Monarchy: A Long History

What is monarchy? Rule by a king/queen, an emperor/empress, a grand duke/duchess, a prince/princess, among numerous titles, but that begs the question. Monarchy (Greek, “single ruler”) generally means rule by someone who is descended from his/her predecessor or was selected by his/her predecessor or predecessor’s family, and sometimes both.

The opposite of a monarchy is a republic (Latin, “public thing”), and in a republic, the leaders are selected by the citizens or by some council of aristocrats or other dignitaries. What we call representative democracy (Greek, “people rule”) is a kind of republic.

The line between monarchy and republicanism is not a sharp one, because some nations have mixed systems or “constitutional monarchies”, “monarchical republics”, or “crowned republics”. In some cases, the monarchs are not involved in day-to-day governing and are essentially figureheads, making their nations de facto republics.

Though many nations are now crowned or pure republics, that is rather unusual over humanity’s recorded history. For all the 5000+ years of recorded history, many of not most large-scale societies have been monarchies, and many of them have entered recorded history as monarchies. One may attempt to extrapolate further using archeological evidence and cross-cultural comparisons, but that method has obvious difficulties.

Some monarchies have been very long-lasting, at least if one allows for conquests, coups, abdications, and interregnums along the way. Overthrowers of monarchs often become monarchs themselves, succeeding those that they overthrew, thus providing some continuity. The resulting line of monarchs can continue for centuries.

Perhaps the longest-lasting one has been the Pharaonic monarchy, which had lasted over 3000 years. Egypt was already a monarchy when it became literate about 5000 years ago, and its monarchy ended on August 12, 30 BCE, when the last pharaoh, Cleopatra VII Philopator (the famous one), committed suicide. This was because the Roman general Octavian was coming to conquer Egypt. Which he did, turning it into a Roman province. Egypt did not become fully independent again for nearly 2000 years.

The Chinese monarchy had lasted nearly 3000 years. China’s first reliable dates are of the Gonghe Regency, which started around 741 BCE. Since it started when a monarch was exiled by some nobles, the Chinese monarchy is thus older.

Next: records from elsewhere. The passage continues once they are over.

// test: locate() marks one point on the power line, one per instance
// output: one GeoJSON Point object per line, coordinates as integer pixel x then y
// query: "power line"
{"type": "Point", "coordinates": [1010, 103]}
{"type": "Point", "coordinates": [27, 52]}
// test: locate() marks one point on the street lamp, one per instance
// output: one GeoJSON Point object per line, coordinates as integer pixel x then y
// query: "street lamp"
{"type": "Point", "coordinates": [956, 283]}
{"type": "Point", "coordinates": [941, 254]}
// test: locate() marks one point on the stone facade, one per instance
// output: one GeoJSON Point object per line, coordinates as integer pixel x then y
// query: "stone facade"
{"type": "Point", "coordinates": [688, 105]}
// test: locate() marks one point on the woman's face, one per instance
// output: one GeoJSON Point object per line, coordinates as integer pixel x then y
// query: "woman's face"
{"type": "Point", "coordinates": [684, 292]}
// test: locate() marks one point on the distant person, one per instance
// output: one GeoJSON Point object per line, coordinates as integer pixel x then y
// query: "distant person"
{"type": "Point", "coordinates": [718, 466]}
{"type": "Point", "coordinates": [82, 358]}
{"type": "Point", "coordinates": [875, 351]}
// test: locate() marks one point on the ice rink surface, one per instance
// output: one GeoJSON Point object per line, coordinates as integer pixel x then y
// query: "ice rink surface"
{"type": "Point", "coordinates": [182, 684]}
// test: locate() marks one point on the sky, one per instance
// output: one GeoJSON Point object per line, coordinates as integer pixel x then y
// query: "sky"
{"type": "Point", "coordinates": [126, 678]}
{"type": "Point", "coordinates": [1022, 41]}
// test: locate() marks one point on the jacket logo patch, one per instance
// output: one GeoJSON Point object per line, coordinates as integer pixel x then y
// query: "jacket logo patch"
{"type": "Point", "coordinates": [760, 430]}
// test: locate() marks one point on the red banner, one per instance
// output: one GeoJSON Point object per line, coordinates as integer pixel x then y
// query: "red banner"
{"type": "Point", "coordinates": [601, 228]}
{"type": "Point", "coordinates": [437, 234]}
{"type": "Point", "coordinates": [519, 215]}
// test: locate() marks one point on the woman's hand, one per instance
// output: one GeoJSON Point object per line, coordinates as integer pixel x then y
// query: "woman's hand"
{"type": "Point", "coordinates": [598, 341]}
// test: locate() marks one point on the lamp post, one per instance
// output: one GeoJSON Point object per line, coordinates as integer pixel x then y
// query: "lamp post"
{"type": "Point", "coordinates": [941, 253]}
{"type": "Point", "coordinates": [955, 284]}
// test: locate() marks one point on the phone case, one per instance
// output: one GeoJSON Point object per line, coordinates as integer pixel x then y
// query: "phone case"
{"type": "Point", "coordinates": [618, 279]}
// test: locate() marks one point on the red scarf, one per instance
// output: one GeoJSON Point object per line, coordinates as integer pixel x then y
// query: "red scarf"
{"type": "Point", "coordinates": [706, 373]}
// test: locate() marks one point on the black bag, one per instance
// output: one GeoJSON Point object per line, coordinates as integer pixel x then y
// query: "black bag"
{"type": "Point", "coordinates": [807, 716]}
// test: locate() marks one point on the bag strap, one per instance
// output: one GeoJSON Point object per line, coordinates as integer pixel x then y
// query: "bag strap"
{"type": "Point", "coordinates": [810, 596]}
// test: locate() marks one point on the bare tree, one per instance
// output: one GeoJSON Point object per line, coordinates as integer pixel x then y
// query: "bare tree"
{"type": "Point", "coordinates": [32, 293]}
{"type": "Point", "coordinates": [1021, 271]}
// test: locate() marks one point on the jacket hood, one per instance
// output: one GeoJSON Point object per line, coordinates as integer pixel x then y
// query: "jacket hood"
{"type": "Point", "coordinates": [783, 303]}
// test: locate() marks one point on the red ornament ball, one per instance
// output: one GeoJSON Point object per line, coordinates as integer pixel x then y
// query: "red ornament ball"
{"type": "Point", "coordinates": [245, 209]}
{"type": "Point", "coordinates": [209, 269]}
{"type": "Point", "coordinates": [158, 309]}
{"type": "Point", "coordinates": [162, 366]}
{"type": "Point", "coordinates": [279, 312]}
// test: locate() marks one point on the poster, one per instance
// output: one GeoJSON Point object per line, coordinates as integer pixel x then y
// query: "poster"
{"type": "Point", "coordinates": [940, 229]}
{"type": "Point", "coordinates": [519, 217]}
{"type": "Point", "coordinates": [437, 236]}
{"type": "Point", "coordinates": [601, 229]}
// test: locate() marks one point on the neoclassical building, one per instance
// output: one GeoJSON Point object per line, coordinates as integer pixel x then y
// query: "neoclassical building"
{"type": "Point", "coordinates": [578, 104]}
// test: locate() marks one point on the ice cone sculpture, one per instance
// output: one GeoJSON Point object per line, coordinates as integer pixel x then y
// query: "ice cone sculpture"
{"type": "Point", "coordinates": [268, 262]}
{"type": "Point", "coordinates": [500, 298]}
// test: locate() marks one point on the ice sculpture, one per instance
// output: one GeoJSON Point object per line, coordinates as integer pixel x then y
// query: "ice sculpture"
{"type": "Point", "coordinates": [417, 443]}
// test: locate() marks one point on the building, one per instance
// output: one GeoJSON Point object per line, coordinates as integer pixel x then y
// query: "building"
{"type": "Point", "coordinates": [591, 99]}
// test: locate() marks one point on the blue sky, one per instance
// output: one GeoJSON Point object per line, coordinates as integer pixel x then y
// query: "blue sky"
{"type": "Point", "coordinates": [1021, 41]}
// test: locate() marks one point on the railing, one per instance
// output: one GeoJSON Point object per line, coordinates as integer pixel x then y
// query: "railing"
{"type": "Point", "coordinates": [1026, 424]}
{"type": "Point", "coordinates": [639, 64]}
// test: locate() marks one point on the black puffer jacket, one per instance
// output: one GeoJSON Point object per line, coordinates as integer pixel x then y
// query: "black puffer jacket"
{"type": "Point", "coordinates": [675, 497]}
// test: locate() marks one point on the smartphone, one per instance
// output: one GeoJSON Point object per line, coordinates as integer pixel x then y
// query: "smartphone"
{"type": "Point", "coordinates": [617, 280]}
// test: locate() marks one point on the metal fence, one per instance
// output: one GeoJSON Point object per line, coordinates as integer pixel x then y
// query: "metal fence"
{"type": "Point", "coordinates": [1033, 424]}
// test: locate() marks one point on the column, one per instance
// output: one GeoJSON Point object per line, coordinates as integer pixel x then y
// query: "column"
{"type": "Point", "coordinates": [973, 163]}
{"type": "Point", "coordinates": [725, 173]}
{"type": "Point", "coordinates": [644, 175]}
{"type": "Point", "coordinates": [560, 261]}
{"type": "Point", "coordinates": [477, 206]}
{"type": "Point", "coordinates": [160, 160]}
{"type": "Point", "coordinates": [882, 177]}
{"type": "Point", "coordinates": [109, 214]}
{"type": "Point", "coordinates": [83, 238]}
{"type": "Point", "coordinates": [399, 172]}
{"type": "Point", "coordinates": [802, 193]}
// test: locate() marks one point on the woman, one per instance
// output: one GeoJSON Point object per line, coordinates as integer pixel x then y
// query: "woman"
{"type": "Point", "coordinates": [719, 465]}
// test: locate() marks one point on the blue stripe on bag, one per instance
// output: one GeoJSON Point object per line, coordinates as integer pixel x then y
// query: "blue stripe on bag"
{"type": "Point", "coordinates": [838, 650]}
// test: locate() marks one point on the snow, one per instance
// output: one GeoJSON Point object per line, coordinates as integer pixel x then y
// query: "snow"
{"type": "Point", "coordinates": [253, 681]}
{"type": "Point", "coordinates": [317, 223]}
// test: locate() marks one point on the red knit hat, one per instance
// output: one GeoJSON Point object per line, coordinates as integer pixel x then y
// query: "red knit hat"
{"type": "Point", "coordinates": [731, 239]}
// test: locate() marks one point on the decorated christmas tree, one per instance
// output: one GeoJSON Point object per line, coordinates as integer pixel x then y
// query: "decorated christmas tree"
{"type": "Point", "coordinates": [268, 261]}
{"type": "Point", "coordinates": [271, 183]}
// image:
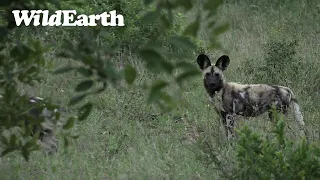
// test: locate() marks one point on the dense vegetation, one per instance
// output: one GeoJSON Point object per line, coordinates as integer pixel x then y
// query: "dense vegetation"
{"type": "Point", "coordinates": [147, 120]}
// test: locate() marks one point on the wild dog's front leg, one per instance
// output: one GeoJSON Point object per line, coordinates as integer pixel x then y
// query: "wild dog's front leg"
{"type": "Point", "coordinates": [228, 123]}
{"type": "Point", "coordinates": [230, 126]}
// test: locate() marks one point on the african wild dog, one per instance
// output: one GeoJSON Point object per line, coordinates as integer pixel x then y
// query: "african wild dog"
{"type": "Point", "coordinates": [248, 100]}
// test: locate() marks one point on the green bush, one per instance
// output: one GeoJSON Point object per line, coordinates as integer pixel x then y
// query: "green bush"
{"type": "Point", "coordinates": [275, 157]}
{"type": "Point", "coordinates": [280, 65]}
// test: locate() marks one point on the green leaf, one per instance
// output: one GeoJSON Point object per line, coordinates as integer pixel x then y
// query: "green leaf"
{"type": "Point", "coordinates": [63, 70]}
{"type": "Point", "coordinates": [130, 74]}
{"type": "Point", "coordinates": [25, 154]}
{"type": "Point", "coordinates": [84, 111]}
{"type": "Point", "coordinates": [193, 28]}
{"type": "Point", "coordinates": [221, 29]}
{"type": "Point", "coordinates": [6, 151]}
{"type": "Point", "coordinates": [86, 72]}
{"type": "Point", "coordinates": [66, 142]}
{"type": "Point", "coordinates": [187, 4]}
{"type": "Point", "coordinates": [76, 99]}
{"type": "Point", "coordinates": [150, 17]}
{"type": "Point", "coordinates": [84, 85]}
{"type": "Point", "coordinates": [147, 2]}
{"type": "Point", "coordinates": [187, 74]}
{"type": "Point", "coordinates": [70, 123]}
{"type": "Point", "coordinates": [155, 60]}
{"type": "Point", "coordinates": [155, 90]}
{"type": "Point", "coordinates": [182, 42]}
{"type": "Point", "coordinates": [165, 22]}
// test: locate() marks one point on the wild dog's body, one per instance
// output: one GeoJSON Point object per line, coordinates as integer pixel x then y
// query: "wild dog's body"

That monarchy ended on 12 February 1912, when the last Chinese emperor, Puyi, abdicated.

The Roman Empire was another long-lived monarchy. It emerged out of the civil wars and strife that the Roman Republic came to suffer from, and as this strife receded, a certain Octavian emerged as unchallenged leader. The Roman Senate gave him the title Augustus on 4 January 27 BCE, and as Augustus Caesar, he became the first Roman Emperor. Some 300 years later, the empire got split in two, with the western half declining and finally falling on 4 September 476, and the eastern half surviving for a millennium after that. It also declined and it finally fell on 29 May 1453. That monarchy thus lasted 1500 years.

Some medieval-to-modern European monarchies have also been long-lived, sometimes for nearly 1000 years.

Yet monarchy is now either weak or absent in much of the world. I will consider that riddle in my next entries on this subject.